# Vexilar's Hot New Walleye hunting tools, out soon!



## Backwater Eddy (Jun 16, 2003)

Just a "Heads Up" guys & gal's.. oke:

The new *Vexilar FL-22HD* should be in at Gander Mountain late this week, and hopefully the new* Vexilar FS-1000's* too.

:thumb:

If highly interested in either, buying early may be very wise, supply's may be limited by the way it appears now. :wink:

Amazing units, very impressive and innovative performance and new user friendly features, a big step ahead in many ways.


----------



## Backwater Eddy (Jun 16, 2003)

The new FL-22HD's have been selling very fast, they come in...they go out...just about that fast. The first 2 shipments sold out ion 3 days and we now received the third shipment. If your considering one this season don't wait too long as I suspect by first ice they will be very difficult to run down anywhere.

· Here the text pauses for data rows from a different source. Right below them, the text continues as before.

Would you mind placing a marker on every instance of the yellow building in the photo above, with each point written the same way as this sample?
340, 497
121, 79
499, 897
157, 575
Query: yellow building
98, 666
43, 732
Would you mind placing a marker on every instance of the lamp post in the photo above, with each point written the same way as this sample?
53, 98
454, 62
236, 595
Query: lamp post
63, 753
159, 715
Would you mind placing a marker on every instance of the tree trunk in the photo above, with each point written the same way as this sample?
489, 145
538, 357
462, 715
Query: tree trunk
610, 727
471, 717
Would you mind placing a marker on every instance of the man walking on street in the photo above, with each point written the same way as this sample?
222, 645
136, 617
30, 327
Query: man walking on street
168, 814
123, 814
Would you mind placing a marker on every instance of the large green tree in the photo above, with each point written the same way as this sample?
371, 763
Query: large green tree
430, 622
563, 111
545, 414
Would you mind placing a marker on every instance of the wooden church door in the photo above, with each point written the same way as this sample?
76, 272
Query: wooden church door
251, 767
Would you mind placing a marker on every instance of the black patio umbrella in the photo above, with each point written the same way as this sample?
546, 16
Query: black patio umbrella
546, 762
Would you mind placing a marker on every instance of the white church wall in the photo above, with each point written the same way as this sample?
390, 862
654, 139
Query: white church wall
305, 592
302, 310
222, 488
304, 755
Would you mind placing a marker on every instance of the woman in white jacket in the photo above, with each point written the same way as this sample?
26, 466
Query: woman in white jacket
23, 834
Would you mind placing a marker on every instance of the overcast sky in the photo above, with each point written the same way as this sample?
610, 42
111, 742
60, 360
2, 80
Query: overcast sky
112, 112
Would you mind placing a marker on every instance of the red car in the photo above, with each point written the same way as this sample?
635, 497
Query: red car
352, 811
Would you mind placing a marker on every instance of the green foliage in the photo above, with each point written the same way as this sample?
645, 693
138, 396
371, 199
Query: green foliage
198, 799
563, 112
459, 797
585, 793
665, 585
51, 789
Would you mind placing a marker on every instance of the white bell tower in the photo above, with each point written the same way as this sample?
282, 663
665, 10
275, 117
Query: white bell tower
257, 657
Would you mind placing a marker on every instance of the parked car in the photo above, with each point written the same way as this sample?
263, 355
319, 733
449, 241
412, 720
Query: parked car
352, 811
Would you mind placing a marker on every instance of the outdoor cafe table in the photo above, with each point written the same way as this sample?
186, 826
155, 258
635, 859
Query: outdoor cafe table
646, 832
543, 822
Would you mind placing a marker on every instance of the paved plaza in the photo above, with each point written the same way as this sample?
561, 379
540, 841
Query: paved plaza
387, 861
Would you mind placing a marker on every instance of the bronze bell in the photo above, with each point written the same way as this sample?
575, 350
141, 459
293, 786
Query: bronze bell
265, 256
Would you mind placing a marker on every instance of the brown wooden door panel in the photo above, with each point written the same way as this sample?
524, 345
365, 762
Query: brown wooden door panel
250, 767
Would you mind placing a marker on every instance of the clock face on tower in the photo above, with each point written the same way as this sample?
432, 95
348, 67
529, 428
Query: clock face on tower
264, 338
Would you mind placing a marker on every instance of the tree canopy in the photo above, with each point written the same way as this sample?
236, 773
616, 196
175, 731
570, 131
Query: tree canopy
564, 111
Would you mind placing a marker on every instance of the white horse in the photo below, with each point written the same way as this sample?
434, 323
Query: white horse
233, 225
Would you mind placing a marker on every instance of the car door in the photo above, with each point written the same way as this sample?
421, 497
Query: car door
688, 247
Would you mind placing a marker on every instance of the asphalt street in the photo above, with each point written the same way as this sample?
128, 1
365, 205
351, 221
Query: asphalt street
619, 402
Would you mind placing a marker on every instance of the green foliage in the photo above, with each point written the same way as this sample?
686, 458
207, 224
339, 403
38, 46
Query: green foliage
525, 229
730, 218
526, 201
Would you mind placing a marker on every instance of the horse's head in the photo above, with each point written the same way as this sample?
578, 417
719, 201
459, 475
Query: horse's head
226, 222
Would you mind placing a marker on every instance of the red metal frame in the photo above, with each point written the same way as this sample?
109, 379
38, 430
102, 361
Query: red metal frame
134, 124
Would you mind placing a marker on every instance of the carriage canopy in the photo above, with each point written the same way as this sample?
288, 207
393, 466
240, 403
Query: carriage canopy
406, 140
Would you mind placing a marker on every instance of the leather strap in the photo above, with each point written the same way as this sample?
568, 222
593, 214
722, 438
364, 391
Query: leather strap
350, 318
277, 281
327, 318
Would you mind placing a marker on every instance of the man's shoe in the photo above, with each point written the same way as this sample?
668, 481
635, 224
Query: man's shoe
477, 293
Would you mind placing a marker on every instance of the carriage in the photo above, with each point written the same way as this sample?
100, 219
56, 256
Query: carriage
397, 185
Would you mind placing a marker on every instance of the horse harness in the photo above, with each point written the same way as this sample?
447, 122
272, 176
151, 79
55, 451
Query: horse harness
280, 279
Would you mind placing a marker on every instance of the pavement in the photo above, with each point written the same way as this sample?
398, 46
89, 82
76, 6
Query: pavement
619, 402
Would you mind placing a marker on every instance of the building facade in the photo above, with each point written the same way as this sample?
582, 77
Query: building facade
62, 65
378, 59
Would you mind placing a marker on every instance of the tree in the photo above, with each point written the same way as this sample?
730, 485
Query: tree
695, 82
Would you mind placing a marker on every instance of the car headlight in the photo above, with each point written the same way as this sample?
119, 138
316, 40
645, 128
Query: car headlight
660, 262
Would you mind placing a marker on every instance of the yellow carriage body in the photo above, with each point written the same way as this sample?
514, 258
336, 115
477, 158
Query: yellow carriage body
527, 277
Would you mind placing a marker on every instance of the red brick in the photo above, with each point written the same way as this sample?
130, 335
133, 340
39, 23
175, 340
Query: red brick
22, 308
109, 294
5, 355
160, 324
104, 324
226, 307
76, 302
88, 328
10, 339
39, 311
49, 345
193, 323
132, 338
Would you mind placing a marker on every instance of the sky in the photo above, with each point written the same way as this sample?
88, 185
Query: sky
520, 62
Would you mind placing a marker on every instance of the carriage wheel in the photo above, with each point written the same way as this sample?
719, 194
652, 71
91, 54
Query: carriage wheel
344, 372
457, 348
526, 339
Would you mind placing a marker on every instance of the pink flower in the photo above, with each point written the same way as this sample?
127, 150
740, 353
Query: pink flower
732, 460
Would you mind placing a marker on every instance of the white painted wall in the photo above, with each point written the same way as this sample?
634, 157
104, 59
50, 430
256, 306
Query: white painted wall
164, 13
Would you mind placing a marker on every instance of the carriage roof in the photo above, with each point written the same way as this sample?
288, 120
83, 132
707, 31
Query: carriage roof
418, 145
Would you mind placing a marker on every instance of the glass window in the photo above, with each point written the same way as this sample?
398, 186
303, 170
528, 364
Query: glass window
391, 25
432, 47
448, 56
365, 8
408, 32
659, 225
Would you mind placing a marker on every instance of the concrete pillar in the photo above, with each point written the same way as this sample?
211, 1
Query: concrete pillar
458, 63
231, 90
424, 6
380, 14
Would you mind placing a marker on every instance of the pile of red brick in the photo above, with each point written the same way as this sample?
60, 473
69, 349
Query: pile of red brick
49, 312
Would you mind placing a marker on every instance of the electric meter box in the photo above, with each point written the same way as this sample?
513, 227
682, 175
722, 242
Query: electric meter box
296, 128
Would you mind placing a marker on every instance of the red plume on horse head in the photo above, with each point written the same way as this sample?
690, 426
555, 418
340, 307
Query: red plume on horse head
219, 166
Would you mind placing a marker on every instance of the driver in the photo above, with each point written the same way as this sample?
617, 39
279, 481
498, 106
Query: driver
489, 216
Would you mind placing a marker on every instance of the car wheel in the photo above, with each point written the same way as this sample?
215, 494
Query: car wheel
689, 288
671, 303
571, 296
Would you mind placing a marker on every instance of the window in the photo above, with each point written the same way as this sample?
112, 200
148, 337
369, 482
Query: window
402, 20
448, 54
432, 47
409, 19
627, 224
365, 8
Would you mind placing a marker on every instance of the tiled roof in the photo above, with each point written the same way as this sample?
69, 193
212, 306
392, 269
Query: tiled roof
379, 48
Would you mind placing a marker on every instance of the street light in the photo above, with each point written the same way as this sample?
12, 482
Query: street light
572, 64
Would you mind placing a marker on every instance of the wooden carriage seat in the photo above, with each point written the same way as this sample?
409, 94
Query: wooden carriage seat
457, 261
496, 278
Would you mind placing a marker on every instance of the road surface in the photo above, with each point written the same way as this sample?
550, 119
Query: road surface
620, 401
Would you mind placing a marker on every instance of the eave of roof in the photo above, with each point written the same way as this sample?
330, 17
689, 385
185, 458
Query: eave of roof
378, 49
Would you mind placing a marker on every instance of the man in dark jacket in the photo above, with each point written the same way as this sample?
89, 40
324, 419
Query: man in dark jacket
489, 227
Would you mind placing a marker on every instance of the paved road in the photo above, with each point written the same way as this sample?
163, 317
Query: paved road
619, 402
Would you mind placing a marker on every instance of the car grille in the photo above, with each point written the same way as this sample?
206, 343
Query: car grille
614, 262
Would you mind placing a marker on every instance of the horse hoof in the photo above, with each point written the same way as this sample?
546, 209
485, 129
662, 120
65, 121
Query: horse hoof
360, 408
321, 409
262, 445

The new FL-18 with the new tri-beam system is also a fast mover. The tri-beam will make fishing a lot more precise and convenient on waters such as Devils Lake where flooded wood closes in on your angling perspective. The tri-beam excels in tight close cover situations and in weeds.

The new Vexilar Fish Scout FS-1000 7" color flat screen underwater camera systems are slow to arrive, but should be in and up on the display this week late or early next week.

The Vexilar Fish Scout 1000 is a complete underwater viewing system that consists of a color camera, color LCD 7" monitor, rigid carrying case with an enclosed 12 volt 9 amp hour battery, D-130 battery status indicator, 1 Amp Digital charger and soft pack carrying case. The system comes fully assembled and ready to use directly out of the box. Comes standard with a two year factory warranty. This system is energy efficient and *can run for over 9 hours on a single battery charge*.
Features:

* 7" 16:9 widescreen LCD color monitor
* Operating range of -22° F to 150° F
* Monitor resolution: 480X3 (RGB)X234
* Video Out option
* Sony Super HAD CCD color/black and white camera
* 90 degree viewing angle
* Cable Length - 80 feet


----------